# WTB Power Rod Wrapper and Dryer



## coleg126 (Jun 25, 2011)

Anyone wanting to get rid of their Power wrapper and Dryer and any supplies they would like to get rid of?


----------



## kooljay (May 29, 2009)

*Power rod wrapper*

I have a wrapper I would like to sell, pm me - motor with all guides and several spools of thread, I would sell it all for 40.00. John


----------



## coleg126 (Jun 25, 2011)

PM sent.


----------



## Fishin Ski (Apr 27, 2011)

PM sent to kooljay, if coleg126 decides to pass on your offer.


----------



## lostkeytackle (Oct 8, 2007)

*power wrapper*

I have a full power wrapper for sale plus lots of supplies. $100 firm for the wrapper.


----------



## coleg126 (Jun 25, 2011)

Is that with supplies also?


----------



## lostkeytackle (Oct 8, 2007)

*Rod Wrapper*

No, just the wrapper which is a pretty good deal. I have sold two and the buyers were very happy.

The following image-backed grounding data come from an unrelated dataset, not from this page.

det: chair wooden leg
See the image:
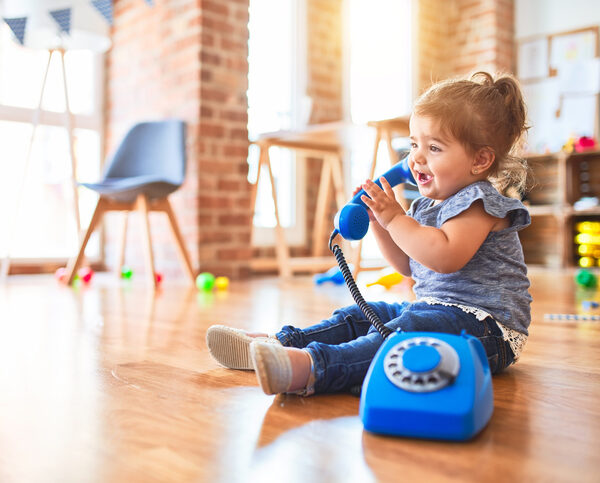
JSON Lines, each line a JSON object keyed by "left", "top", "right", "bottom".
{"left": 162, "top": 198, "right": 196, "bottom": 284}
{"left": 66, "top": 197, "right": 107, "bottom": 285}
{"left": 136, "top": 194, "right": 157, "bottom": 289}
{"left": 116, "top": 212, "right": 129, "bottom": 276}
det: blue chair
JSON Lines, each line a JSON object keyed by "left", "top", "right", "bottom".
{"left": 66, "top": 120, "right": 195, "bottom": 287}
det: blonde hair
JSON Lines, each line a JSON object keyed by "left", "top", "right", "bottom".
{"left": 413, "top": 71, "right": 530, "bottom": 196}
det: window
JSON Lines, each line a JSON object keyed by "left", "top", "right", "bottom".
{"left": 0, "top": 26, "right": 103, "bottom": 264}
{"left": 344, "top": 0, "right": 414, "bottom": 260}
{"left": 346, "top": 0, "right": 413, "bottom": 126}
{"left": 247, "top": 0, "right": 307, "bottom": 246}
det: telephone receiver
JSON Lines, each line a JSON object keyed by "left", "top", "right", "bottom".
{"left": 334, "top": 155, "right": 416, "bottom": 241}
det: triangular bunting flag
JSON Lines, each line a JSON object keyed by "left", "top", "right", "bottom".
{"left": 3, "top": 17, "right": 27, "bottom": 45}
{"left": 91, "top": 0, "right": 114, "bottom": 26}
{"left": 50, "top": 8, "right": 72, "bottom": 34}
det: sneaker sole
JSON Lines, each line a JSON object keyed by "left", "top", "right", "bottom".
{"left": 206, "top": 326, "right": 253, "bottom": 370}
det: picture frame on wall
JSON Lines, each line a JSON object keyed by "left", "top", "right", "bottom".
{"left": 518, "top": 26, "right": 600, "bottom": 154}
{"left": 518, "top": 37, "right": 549, "bottom": 81}
{"left": 549, "top": 26, "right": 599, "bottom": 76}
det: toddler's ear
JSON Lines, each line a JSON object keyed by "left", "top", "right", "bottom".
{"left": 472, "top": 147, "right": 495, "bottom": 174}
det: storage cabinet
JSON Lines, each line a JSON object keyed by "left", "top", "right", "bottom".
{"left": 521, "top": 150, "right": 600, "bottom": 267}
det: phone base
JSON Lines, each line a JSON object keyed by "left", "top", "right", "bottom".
{"left": 359, "top": 331, "right": 493, "bottom": 441}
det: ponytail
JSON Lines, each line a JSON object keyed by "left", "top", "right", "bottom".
{"left": 415, "top": 71, "right": 532, "bottom": 196}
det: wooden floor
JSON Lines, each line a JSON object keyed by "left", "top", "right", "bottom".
{"left": 0, "top": 268, "right": 598, "bottom": 482}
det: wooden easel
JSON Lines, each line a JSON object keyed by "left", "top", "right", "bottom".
{"left": 1, "top": 48, "right": 81, "bottom": 278}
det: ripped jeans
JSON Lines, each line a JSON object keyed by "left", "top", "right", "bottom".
{"left": 275, "top": 301, "right": 514, "bottom": 395}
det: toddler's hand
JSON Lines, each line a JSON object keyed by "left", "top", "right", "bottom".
{"left": 352, "top": 184, "right": 376, "bottom": 222}
{"left": 360, "top": 177, "right": 405, "bottom": 229}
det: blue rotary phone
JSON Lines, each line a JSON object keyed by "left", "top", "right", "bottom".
{"left": 329, "top": 156, "right": 494, "bottom": 441}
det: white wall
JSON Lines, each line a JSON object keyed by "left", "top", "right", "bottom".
{"left": 516, "top": 0, "right": 600, "bottom": 39}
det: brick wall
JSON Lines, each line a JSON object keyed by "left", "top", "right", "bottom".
{"left": 417, "top": 0, "right": 453, "bottom": 89}
{"left": 106, "top": 0, "right": 251, "bottom": 280}
{"left": 306, "top": 0, "right": 344, "bottom": 125}
{"left": 196, "top": 0, "right": 252, "bottom": 279}
{"left": 418, "top": 0, "right": 515, "bottom": 92}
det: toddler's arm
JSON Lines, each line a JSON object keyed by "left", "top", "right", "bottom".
{"left": 361, "top": 178, "right": 501, "bottom": 273}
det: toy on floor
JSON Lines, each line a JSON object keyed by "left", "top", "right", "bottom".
{"left": 366, "top": 271, "right": 404, "bottom": 290}
{"left": 314, "top": 266, "right": 345, "bottom": 285}
{"left": 54, "top": 267, "right": 68, "bottom": 283}
{"left": 575, "top": 269, "right": 597, "bottom": 288}
{"left": 155, "top": 272, "right": 163, "bottom": 284}
{"left": 360, "top": 330, "right": 493, "bottom": 440}
{"left": 78, "top": 267, "right": 94, "bottom": 284}
{"left": 55, "top": 267, "right": 91, "bottom": 285}
{"left": 544, "top": 313, "right": 600, "bottom": 321}
{"left": 215, "top": 276, "right": 229, "bottom": 291}
{"left": 581, "top": 300, "right": 599, "bottom": 310}
{"left": 121, "top": 266, "right": 133, "bottom": 279}
{"left": 196, "top": 272, "right": 215, "bottom": 291}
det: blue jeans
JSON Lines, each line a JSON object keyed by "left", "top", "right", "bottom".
{"left": 275, "top": 301, "right": 514, "bottom": 394}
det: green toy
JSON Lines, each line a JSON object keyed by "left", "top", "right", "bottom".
{"left": 575, "top": 269, "right": 597, "bottom": 288}
{"left": 196, "top": 272, "right": 216, "bottom": 291}
{"left": 121, "top": 266, "right": 133, "bottom": 279}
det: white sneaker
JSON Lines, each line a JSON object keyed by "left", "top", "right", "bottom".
{"left": 206, "top": 325, "right": 280, "bottom": 370}
{"left": 250, "top": 341, "right": 294, "bottom": 394}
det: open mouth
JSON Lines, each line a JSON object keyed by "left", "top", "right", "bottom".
{"left": 416, "top": 171, "right": 433, "bottom": 184}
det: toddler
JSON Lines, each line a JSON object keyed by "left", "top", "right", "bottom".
{"left": 207, "top": 71, "right": 532, "bottom": 396}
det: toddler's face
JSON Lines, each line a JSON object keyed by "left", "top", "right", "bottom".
{"left": 408, "top": 114, "right": 478, "bottom": 202}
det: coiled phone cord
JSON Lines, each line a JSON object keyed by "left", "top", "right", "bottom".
{"left": 329, "top": 230, "right": 393, "bottom": 340}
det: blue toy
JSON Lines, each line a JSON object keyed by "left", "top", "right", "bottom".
{"left": 314, "top": 266, "right": 345, "bottom": 285}
{"left": 334, "top": 156, "right": 415, "bottom": 241}
{"left": 359, "top": 330, "right": 493, "bottom": 441}
{"left": 582, "top": 300, "right": 599, "bottom": 310}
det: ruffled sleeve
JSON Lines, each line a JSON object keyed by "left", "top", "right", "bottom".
{"left": 438, "top": 182, "right": 530, "bottom": 232}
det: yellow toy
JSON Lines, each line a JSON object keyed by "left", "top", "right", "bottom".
{"left": 215, "top": 276, "right": 229, "bottom": 290}
{"left": 575, "top": 221, "right": 600, "bottom": 268}
{"left": 366, "top": 271, "right": 404, "bottom": 290}
{"left": 562, "top": 135, "right": 576, "bottom": 153}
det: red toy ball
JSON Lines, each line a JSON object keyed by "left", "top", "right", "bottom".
{"left": 78, "top": 267, "right": 94, "bottom": 283}
{"left": 575, "top": 136, "right": 597, "bottom": 153}
{"left": 54, "top": 267, "right": 67, "bottom": 283}
{"left": 155, "top": 272, "right": 163, "bottom": 284}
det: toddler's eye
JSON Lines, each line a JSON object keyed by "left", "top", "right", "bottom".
{"left": 430, "top": 145, "right": 441, "bottom": 152}
{"left": 410, "top": 142, "right": 418, "bottom": 149}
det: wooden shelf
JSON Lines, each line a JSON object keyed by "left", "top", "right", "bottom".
{"left": 565, "top": 206, "right": 600, "bottom": 216}
{"left": 527, "top": 204, "right": 563, "bottom": 216}
{"left": 522, "top": 150, "right": 600, "bottom": 267}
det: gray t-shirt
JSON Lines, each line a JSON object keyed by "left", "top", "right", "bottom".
{"left": 407, "top": 181, "right": 532, "bottom": 335}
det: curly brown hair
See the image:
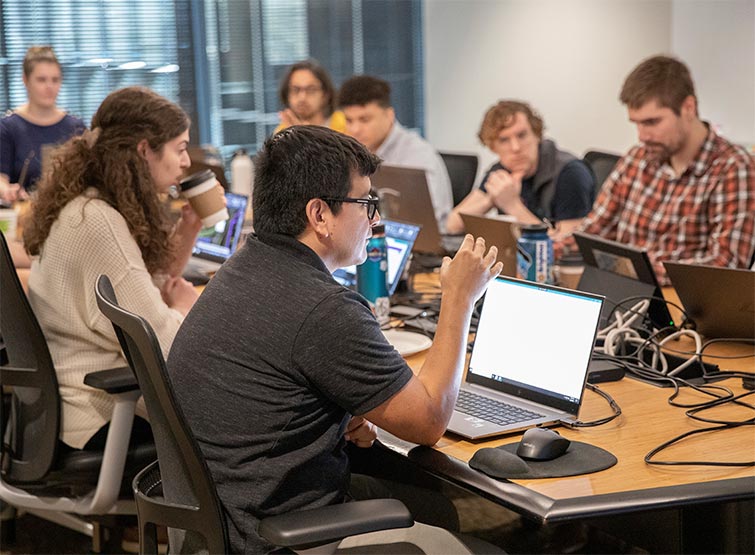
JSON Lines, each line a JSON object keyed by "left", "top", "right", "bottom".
{"left": 478, "top": 100, "right": 544, "bottom": 149}
{"left": 23, "top": 87, "right": 190, "bottom": 274}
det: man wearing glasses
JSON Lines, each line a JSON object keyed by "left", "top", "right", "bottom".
{"left": 275, "top": 59, "right": 346, "bottom": 133}
{"left": 167, "top": 126, "right": 502, "bottom": 554}
{"left": 446, "top": 100, "right": 595, "bottom": 240}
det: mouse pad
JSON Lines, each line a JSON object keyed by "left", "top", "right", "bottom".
{"left": 469, "top": 441, "right": 617, "bottom": 479}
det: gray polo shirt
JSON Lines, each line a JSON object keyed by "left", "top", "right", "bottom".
{"left": 167, "top": 232, "right": 413, "bottom": 554}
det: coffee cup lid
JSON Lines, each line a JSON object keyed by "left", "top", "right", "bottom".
{"left": 180, "top": 169, "right": 215, "bottom": 191}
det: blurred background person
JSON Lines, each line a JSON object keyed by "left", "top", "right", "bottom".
{"left": 0, "top": 45, "right": 86, "bottom": 203}
{"left": 275, "top": 59, "right": 345, "bottom": 133}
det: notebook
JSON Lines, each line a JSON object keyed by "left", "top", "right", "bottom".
{"left": 447, "top": 276, "right": 604, "bottom": 439}
{"left": 573, "top": 231, "right": 675, "bottom": 331}
{"left": 459, "top": 213, "right": 518, "bottom": 277}
{"left": 183, "top": 192, "right": 248, "bottom": 284}
{"left": 663, "top": 262, "right": 755, "bottom": 339}
{"left": 371, "top": 165, "right": 463, "bottom": 256}
{"left": 332, "top": 219, "right": 421, "bottom": 295}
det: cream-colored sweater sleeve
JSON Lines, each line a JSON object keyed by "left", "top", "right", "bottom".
{"left": 28, "top": 195, "right": 184, "bottom": 448}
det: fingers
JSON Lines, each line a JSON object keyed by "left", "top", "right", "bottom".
{"left": 491, "top": 260, "right": 504, "bottom": 277}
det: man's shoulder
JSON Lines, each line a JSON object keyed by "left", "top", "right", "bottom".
{"left": 707, "top": 133, "right": 754, "bottom": 171}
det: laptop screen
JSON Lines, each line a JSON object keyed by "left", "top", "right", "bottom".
{"left": 192, "top": 192, "right": 248, "bottom": 262}
{"left": 468, "top": 277, "right": 603, "bottom": 412}
{"left": 333, "top": 219, "right": 421, "bottom": 295}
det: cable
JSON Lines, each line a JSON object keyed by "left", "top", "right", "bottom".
{"left": 560, "top": 383, "right": 622, "bottom": 428}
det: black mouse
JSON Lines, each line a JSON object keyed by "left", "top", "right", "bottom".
{"left": 516, "top": 427, "right": 571, "bottom": 461}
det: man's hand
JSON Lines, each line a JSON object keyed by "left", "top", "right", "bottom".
{"left": 485, "top": 169, "right": 524, "bottom": 213}
{"left": 278, "top": 108, "right": 306, "bottom": 128}
{"left": 0, "top": 182, "right": 28, "bottom": 204}
{"left": 344, "top": 416, "right": 378, "bottom": 448}
{"left": 440, "top": 234, "right": 503, "bottom": 305}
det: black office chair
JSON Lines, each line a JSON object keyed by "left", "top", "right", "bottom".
{"left": 94, "top": 275, "right": 419, "bottom": 554}
{"left": 440, "top": 152, "right": 479, "bottom": 206}
{"left": 0, "top": 231, "right": 155, "bottom": 551}
{"left": 582, "top": 150, "right": 621, "bottom": 194}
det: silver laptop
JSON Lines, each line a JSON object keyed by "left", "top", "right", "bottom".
{"left": 183, "top": 192, "right": 248, "bottom": 283}
{"left": 447, "top": 276, "right": 604, "bottom": 439}
{"left": 371, "top": 165, "right": 463, "bottom": 255}
{"left": 459, "top": 213, "right": 518, "bottom": 277}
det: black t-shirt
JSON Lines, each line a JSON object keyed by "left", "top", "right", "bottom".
{"left": 479, "top": 159, "right": 594, "bottom": 221}
{"left": 167, "top": 233, "right": 412, "bottom": 554}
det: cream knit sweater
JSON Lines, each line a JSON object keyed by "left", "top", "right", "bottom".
{"left": 28, "top": 192, "right": 183, "bottom": 448}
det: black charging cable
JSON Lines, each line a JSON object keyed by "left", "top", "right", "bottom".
{"left": 560, "top": 383, "right": 622, "bottom": 428}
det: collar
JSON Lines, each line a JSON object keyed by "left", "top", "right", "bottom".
{"left": 254, "top": 231, "right": 331, "bottom": 275}
{"left": 649, "top": 122, "right": 717, "bottom": 178}
{"left": 375, "top": 120, "right": 403, "bottom": 158}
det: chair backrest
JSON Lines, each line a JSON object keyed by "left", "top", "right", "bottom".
{"left": 0, "top": 230, "right": 60, "bottom": 483}
{"left": 94, "top": 275, "right": 227, "bottom": 554}
{"left": 583, "top": 150, "right": 621, "bottom": 194}
{"left": 439, "top": 152, "right": 479, "bottom": 206}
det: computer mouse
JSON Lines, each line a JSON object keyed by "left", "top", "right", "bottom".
{"left": 516, "top": 427, "right": 571, "bottom": 461}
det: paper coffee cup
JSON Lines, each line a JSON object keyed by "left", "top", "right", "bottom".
{"left": 179, "top": 169, "right": 228, "bottom": 228}
{"left": 0, "top": 208, "right": 18, "bottom": 241}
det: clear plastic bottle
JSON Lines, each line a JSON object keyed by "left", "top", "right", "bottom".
{"left": 230, "top": 149, "right": 254, "bottom": 198}
{"left": 357, "top": 224, "right": 390, "bottom": 324}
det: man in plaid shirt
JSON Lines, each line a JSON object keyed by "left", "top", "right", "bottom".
{"left": 581, "top": 55, "right": 754, "bottom": 285}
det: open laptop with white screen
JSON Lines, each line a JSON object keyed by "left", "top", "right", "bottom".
{"left": 447, "top": 276, "right": 604, "bottom": 439}
{"left": 183, "top": 192, "right": 248, "bottom": 282}
{"left": 332, "top": 219, "right": 421, "bottom": 295}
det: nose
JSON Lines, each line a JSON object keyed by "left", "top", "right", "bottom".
{"left": 638, "top": 125, "right": 652, "bottom": 144}
{"left": 509, "top": 138, "right": 521, "bottom": 153}
{"left": 180, "top": 150, "right": 191, "bottom": 168}
{"left": 371, "top": 209, "right": 381, "bottom": 225}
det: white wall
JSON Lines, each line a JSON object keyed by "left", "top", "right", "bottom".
{"left": 672, "top": 0, "right": 755, "bottom": 147}
{"left": 424, "top": 0, "right": 754, "bottom": 172}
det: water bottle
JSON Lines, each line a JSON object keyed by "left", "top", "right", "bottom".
{"left": 230, "top": 148, "right": 254, "bottom": 198}
{"left": 517, "top": 223, "right": 554, "bottom": 284}
{"left": 357, "top": 224, "right": 390, "bottom": 324}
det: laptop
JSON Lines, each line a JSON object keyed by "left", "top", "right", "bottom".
{"left": 459, "top": 213, "right": 518, "bottom": 277}
{"left": 664, "top": 262, "right": 755, "bottom": 339}
{"left": 183, "top": 192, "right": 248, "bottom": 283}
{"left": 332, "top": 219, "right": 421, "bottom": 295}
{"left": 573, "top": 232, "right": 675, "bottom": 331}
{"left": 371, "top": 165, "right": 463, "bottom": 256}
{"left": 447, "top": 276, "right": 604, "bottom": 439}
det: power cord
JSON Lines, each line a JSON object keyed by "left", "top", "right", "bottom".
{"left": 560, "top": 383, "right": 622, "bottom": 428}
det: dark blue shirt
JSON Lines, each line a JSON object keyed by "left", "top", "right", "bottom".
{"left": 0, "top": 112, "right": 86, "bottom": 191}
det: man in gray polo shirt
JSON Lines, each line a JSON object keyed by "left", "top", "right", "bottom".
{"left": 339, "top": 75, "right": 454, "bottom": 232}
{"left": 167, "top": 126, "right": 502, "bottom": 554}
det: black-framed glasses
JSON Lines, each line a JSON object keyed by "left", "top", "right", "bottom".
{"left": 321, "top": 195, "right": 380, "bottom": 220}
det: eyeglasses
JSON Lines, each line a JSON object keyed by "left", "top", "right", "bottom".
{"left": 289, "top": 85, "right": 323, "bottom": 96}
{"left": 322, "top": 195, "right": 380, "bottom": 220}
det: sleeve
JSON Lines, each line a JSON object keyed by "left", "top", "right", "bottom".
{"left": 425, "top": 153, "right": 454, "bottom": 232}
{"left": 580, "top": 151, "right": 634, "bottom": 238}
{"left": 83, "top": 202, "right": 184, "bottom": 359}
{"left": 552, "top": 160, "right": 596, "bottom": 221}
{"left": 478, "top": 162, "right": 502, "bottom": 194}
{"left": 292, "top": 291, "right": 413, "bottom": 416}
{"left": 0, "top": 119, "right": 15, "bottom": 180}
{"left": 687, "top": 157, "right": 755, "bottom": 269}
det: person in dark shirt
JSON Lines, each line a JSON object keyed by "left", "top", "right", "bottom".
{"left": 447, "top": 100, "right": 594, "bottom": 241}
{"left": 167, "top": 126, "right": 502, "bottom": 553}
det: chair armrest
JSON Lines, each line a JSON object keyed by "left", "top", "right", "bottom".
{"left": 258, "top": 498, "right": 413, "bottom": 550}
{"left": 83, "top": 366, "right": 138, "bottom": 394}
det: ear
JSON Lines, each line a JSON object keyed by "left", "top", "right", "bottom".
{"left": 387, "top": 106, "right": 396, "bottom": 124}
{"left": 304, "top": 198, "right": 332, "bottom": 238}
{"left": 681, "top": 95, "right": 697, "bottom": 119}
{"left": 137, "top": 138, "right": 150, "bottom": 159}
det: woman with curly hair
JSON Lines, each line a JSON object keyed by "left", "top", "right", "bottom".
{"left": 23, "top": 86, "right": 203, "bottom": 450}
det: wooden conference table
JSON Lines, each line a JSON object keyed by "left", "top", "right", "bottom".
{"left": 376, "top": 279, "right": 755, "bottom": 553}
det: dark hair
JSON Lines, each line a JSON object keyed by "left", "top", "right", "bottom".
{"left": 253, "top": 126, "right": 381, "bottom": 237}
{"left": 23, "top": 45, "right": 61, "bottom": 77}
{"left": 338, "top": 75, "right": 392, "bottom": 109}
{"left": 24, "top": 87, "right": 190, "bottom": 274}
{"left": 620, "top": 55, "right": 696, "bottom": 115}
{"left": 278, "top": 59, "right": 337, "bottom": 117}
{"left": 477, "top": 100, "right": 544, "bottom": 148}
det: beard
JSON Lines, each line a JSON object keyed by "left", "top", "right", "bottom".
{"left": 643, "top": 141, "right": 673, "bottom": 163}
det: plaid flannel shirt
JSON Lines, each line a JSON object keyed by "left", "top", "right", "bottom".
{"left": 582, "top": 126, "right": 755, "bottom": 285}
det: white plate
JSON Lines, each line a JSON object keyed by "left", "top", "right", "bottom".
{"left": 382, "top": 329, "right": 433, "bottom": 357}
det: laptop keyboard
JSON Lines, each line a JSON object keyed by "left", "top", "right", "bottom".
{"left": 455, "top": 389, "right": 545, "bottom": 426}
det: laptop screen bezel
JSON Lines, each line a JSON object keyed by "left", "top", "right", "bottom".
{"left": 466, "top": 276, "right": 604, "bottom": 415}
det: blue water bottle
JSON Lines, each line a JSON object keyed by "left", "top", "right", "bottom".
{"left": 517, "top": 223, "right": 554, "bottom": 284}
{"left": 357, "top": 224, "right": 390, "bottom": 324}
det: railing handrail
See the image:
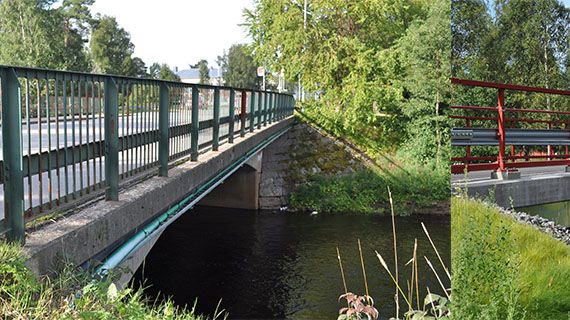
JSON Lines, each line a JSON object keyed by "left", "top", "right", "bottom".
{"left": 0, "top": 64, "right": 291, "bottom": 95}
{"left": 451, "top": 77, "right": 570, "bottom": 96}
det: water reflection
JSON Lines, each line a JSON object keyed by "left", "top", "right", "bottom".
{"left": 133, "top": 206, "right": 450, "bottom": 319}
{"left": 517, "top": 201, "right": 570, "bottom": 227}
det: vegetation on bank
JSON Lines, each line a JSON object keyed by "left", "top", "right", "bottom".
{"left": 287, "top": 109, "right": 449, "bottom": 215}
{"left": 289, "top": 163, "right": 448, "bottom": 215}
{"left": 0, "top": 243, "right": 225, "bottom": 319}
{"left": 452, "top": 197, "right": 570, "bottom": 320}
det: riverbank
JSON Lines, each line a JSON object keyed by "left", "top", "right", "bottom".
{"left": 452, "top": 197, "right": 570, "bottom": 319}
{"left": 289, "top": 165, "right": 449, "bottom": 215}
{"left": 0, "top": 243, "right": 225, "bottom": 319}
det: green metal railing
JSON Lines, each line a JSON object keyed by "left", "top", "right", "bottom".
{"left": 0, "top": 65, "right": 295, "bottom": 242}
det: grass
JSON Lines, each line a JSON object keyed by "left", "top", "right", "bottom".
{"left": 452, "top": 197, "right": 570, "bottom": 320}
{"left": 0, "top": 242, "right": 226, "bottom": 319}
{"left": 289, "top": 161, "right": 449, "bottom": 215}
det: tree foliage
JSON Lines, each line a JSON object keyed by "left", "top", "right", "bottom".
{"left": 190, "top": 59, "right": 210, "bottom": 84}
{"left": 0, "top": 1, "right": 152, "bottom": 77}
{"left": 244, "top": 0, "right": 450, "bottom": 165}
{"left": 217, "top": 44, "right": 259, "bottom": 89}
{"left": 149, "top": 63, "right": 180, "bottom": 81}
{"left": 90, "top": 15, "right": 135, "bottom": 75}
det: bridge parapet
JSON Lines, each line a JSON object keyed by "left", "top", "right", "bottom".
{"left": 0, "top": 65, "right": 295, "bottom": 242}
{"left": 450, "top": 78, "right": 570, "bottom": 178}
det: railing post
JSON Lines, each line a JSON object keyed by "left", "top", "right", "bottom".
{"left": 191, "top": 85, "right": 199, "bottom": 161}
{"left": 213, "top": 87, "right": 220, "bottom": 151}
{"left": 257, "top": 92, "right": 263, "bottom": 129}
{"left": 268, "top": 93, "right": 273, "bottom": 123}
{"left": 497, "top": 88, "right": 506, "bottom": 173}
{"left": 1, "top": 68, "right": 24, "bottom": 242}
{"left": 263, "top": 92, "right": 268, "bottom": 126}
{"left": 240, "top": 90, "right": 246, "bottom": 137}
{"left": 104, "top": 77, "right": 119, "bottom": 201}
{"left": 158, "top": 83, "right": 169, "bottom": 177}
{"left": 249, "top": 91, "right": 255, "bottom": 133}
{"left": 228, "top": 89, "right": 235, "bottom": 143}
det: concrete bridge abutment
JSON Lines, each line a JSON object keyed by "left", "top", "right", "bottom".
{"left": 198, "top": 151, "right": 263, "bottom": 210}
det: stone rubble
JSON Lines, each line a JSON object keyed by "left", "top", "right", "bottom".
{"left": 497, "top": 206, "right": 570, "bottom": 246}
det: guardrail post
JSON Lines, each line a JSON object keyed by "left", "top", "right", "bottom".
{"left": 497, "top": 88, "right": 506, "bottom": 173}
{"left": 257, "top": 92, "right": 263, "bottom": 129}
{"left": 158, "top": 83, "right": 169, "bottom": 177}
{"left": 213, "top": 87, "right": 220, "bottom": 151}
{"left": 240, "top": 91, "right": 246, "bottom": 137}
{"left": 1, "top": 68, "right": 24, "bottom": 242}
{"left": 228, "top": 89, "right": 235, "bottom": 143}
{"left": 104, "top": 77, "right": 119, "bottom": 201}
{"left": 250, "top": 91, "right": 255, "bottom": 133}
{"left": 191, "top": 85, "right": 199, "bottom": 161}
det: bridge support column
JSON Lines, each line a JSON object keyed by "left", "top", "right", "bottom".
{"left": 198, "top": 151, "right": 263, "bottom": 210}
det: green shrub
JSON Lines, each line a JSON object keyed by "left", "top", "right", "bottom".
{"left": 0, "top": 242, "right": 225, "bottom": 319}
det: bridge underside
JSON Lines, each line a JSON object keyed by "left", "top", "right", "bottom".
{"left": 24, "top": 117, "right": 295, "bottom": 278}
{"left": 198, "top": 152, "right": 263, "bottom": 210}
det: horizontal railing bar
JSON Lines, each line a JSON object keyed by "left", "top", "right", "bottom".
{"left": 450, "top": 115, "right": 570, "bottom": 125}
{"left": 451, "top": 105, "right": 570, "bottom": 116}
{"left": 0, "top": 114, "right": 246, "bottom": 182}
{"left": 452, "top": 154, "right": 570, "bottom": 162}
{"left": 2, "top": 64, "right": 291, "bottom": 95}
{"left": 451, "top": 159, "right": 570, "bottom": 174}
{"left": 451, "top": 77, "right": 570, "bottom": 96}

As for supplies: I have plenty of guides, thread, and tips. A lot of used ones and also a whole lot of new ones. If I have something you need in stock, I will be pretty close to wholesale on the price.


----------



## Billcollector (Oct 16, 2009)

Why would you be selling used components when new ones are comparitively cheap.


----------



## billfishhead (Jan 15, 2008)

cleaning up the shop


----------



## lostkeytackle (Oct 8, 2007)

*Rod building supplies*

Most of my used guides I took off brand new rods that I bought in bulk from the manufacturer, mostly bottom halves of 2-piece rods. I sell these very cheap.

The used guides also help match up with older rods needing repair. Nice to have matched sets.


----------



## JDM (Oct 1, 2007)

*lostkey*

Lostkey, sent you a PM


----------



## lostkeytackle (Oct 8, 2007)

*wrapper*

Have not seen it


----------